We think that smoothing the initial temperature field near to the boundaries would go a long way to stabilising your simulations. Let us know if that doesn’t solve the problem.
Best wishes,
Bob
Hi Erin,
To follow on Bob’s message above and my original response, a few more thoughts and comments:
DG + Spherical Shell
There is indeed a test for DG + a spheric shell in the ASPECT test directory: aspect/discontinuous_temperature_spherical_shell_3d.prm at master · geodynamics/aspect · GitHub.
However, I did not see a test that also includes the limiter, and I do not recall seeing a study using these features. The original paper on DG can be found here:
It may be a good to do a few very basic tests (i.e., model with constant viscosity) to make sure these features are working as expected? Adding more documentation and tests could be a good Hackathon project as well for someone. A link to the original paper on DG:
Temperature Fluctuations and Non-Linear Rheology:
As long as you are not using compositional fields to track quantities like strain or elastic stresses, you can use a non-linear solver scheme that also does advection (temperature, composition) iterations. This may help reduce propagation of feedbacks between temperature over/under shoots and the non-linear viscosity. Happy to discuss this further.

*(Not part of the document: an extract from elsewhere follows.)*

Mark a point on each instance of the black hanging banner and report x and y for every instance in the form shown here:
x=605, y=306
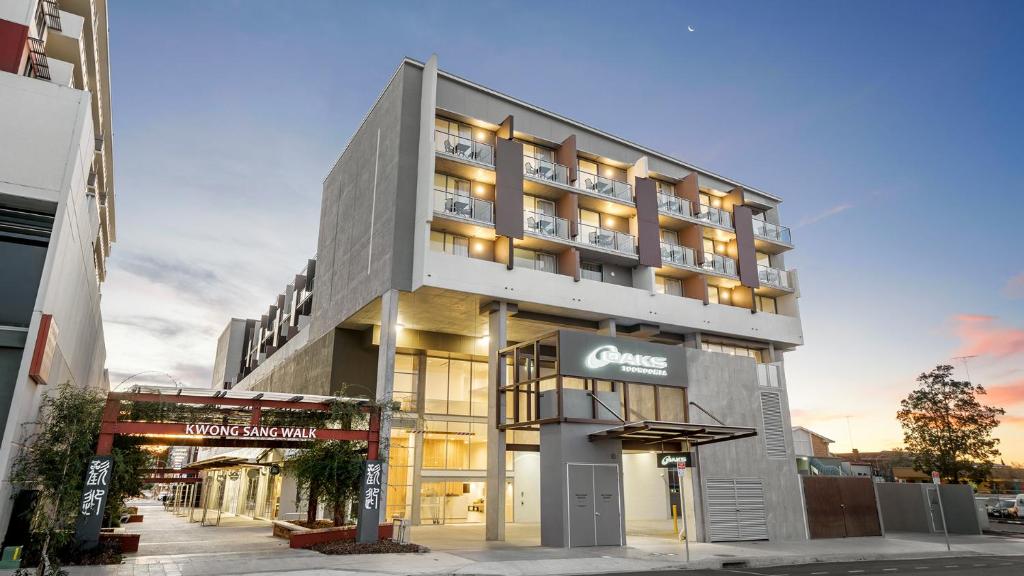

Please let us know how things go with the suggested tests!
Cheers,
John
Just to summarize my previous discussion with Erin (to avoid duplication): I could imagine that the Chunk issues are related to Residual velocities in Chunk Geometry model · Issue #1671 · geodynamics/aspect · GitHub. We thought we had fixed all remaining issues with the chunk manifold, but maybe there is still more.
The concerning part to me are the oscillations for the spherical shell, because that is certainly something else. @eheilman do you happen to have the input file for that? We should probably focus on that first, because it may fix both issues.
Yes, these are the two parameter files I used, one for the isoviscous case and one for the simple temperature dependent case.
3D_sphere_90_simple.prm (4.0 KB)
3D_sphere_90_isoviscous.prm (3.5 KB)
I also just ran the shell_simple_3d cookbook file as a test and it also had min and max temperatures exceeding the fixed temperature boundary indicators, so maybe that’s just something that happens?